Le jeune loup se releva et aida Glacies à faire de même.
– Je... D'accord.
S'approchant d'elle, Héri plaqua ses lèvres sur les siennes délicatement sans crier gare.
– À défaut de t'aider avec cette marque, je t'offre...ça... Dans ma tribu, c'est une sorte de marque d'affection qu'on fait seulement aux personnes qu'on apprécie beaucoup beaucoup... Je ne sais pas ce que ça signifie pour toi, dans ton monde...
Posant ses doigts sur ses lèvres, la jeune femme finit par se rapprocher de lui à son tour pour lui rendre le baiser. Les mains du garçon glissaient sur ses hanches tandis qu'il l'a rapprocha de lui. Ils finissent par se séparer doucement.

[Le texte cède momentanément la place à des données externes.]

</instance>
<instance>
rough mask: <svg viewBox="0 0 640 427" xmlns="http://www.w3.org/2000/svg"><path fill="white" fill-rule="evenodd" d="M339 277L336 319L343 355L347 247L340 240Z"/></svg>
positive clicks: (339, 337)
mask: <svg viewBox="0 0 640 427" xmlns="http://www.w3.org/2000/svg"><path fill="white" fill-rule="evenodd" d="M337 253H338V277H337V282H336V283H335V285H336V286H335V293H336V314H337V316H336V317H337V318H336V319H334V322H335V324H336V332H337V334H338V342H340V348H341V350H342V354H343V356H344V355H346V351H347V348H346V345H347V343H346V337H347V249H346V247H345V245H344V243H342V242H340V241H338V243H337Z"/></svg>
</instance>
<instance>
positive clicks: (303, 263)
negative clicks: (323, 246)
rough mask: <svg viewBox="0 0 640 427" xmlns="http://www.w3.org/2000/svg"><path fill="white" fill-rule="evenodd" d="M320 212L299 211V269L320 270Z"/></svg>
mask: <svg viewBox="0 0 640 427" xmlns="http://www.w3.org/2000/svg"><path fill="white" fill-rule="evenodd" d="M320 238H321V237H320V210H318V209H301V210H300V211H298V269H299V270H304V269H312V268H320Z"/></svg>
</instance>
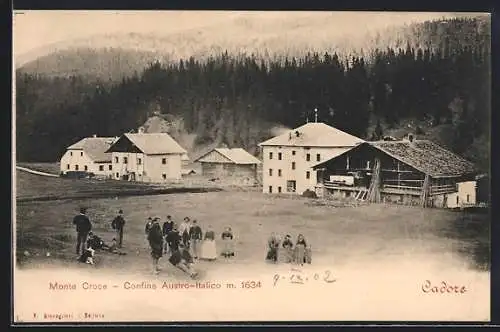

– C'est un peu pareil... alors dis toi que c'est un cadeau de remerciement ?
Le lycanthrope éclata de rire tout en posant son front contre celui de Glacies.
– Ne meurs pas.
– Promis.
– Glacies ? C'est prêt !
Héri se sépara de la jeune femme et s'en alla vers la cuisine. L'adolescente l'observa puis prit une grande inspiration, les joues rougit.
– Bon. C'est parti.
Récupérant les vivres, armes et les Rayons offerts généreusement par le tavernier, les trois compagnons quittèrent l'auberge pour commencer leur aventure.
Occuper à regarder les deux humains et le familier s'éloigner vers le désert de Scoriadéa, le loup ne remarqua pas l'ombre malveillante se glisser dans son dos avec un poignard en main.